ATP-dependent bafilomycin A₁ (0.5 μM)-insensitive proton transport activity (C) is concentrated in fractions B1 and B2. Its distribution was compared with that of established organelle markers: acid phosphatase (lysosomes); hexokinase (glycosomes); succinate cytochrome c reductase (mitochondria), and vacuolar proton pyrophosphatase (V-H⁺-PPase, acidocalcisomes). Scale bars show mean±S.E.M. as percentage of total recovered activity (or total activity for H⁺-transport (C) in absorbance/min per mg protein from 4 experiments. (B) Western blot analysis showing that cruzipain (CRZPN), which concentrates in reservosomes and lipopeptidephosphoglycan (LPPG, a plasma membrane marker) are in the different fractions of the gradient. Anti-cruzipain reactivity is present in fractions B1 and B2 whereas LPPG reactivity is absent in these fractions.

Figure 6. Representative electron micrographs of the subcellular fractions of epimastigotes

Note that reservosomes are enriched in B1 (A) and B2 (B) fractions. B3 (C) and B4 (D) contain other vacuoles that resemble mitochondrial fragments and microsomes, whereas the pellet (E) fraction also contains flagella and acidocalcisomes. (F) Shows reservosomes of fraction B1 at higher magnification showing the presence of internal membrane-bound vesicles (arrowheads). Scale bars, 0.5 μm (A–E) and 0.1 μm (F).

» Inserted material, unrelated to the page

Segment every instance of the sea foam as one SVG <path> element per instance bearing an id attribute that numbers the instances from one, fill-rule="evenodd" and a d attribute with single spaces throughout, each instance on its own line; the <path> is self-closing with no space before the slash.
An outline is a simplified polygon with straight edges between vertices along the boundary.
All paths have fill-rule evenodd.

Figure 7. ATP-induced acidification of reservosomes measured by Acridine Orange uptake

In the experiment shown, 0.13 mg of reservosome protein (fraction B1) was added per ml of assay medium. ATP (1 mM), bafilomycin A₁ (BAF A₁, 1 μM), sodium o-vanadate (VAN, 10 μM) and nigericin (NIG, 2.5 μM) were added where indicated.

Figure 8. Epimastigote forms expressing TcHA1-Ty1 and TcHA2-Ty1 fusion proteins

Epimastigotes were transfected with expression constructs pTEX-TcHA1-Ty1 (A–D) and pTEX-TcHA2-Ty1 (E–H) respectively. Stable transformants were labelled with monoclonal antibody BB2 anti-Ty1 in green (C and G) and polyclonal antibody against cruzipain in red (B and F). TcHA1-Ty1 localized to the reservosomes and the plasma membrane whereas TcHA2-Ty1 localized only to the reservosomes. (D) and (H) are overlays of (B) and (C), and (F) and (G) respectively, showing co-localization in yellow. (A) and (E) are differential interference contrast images of the same cells. Scale bars, 5 μm.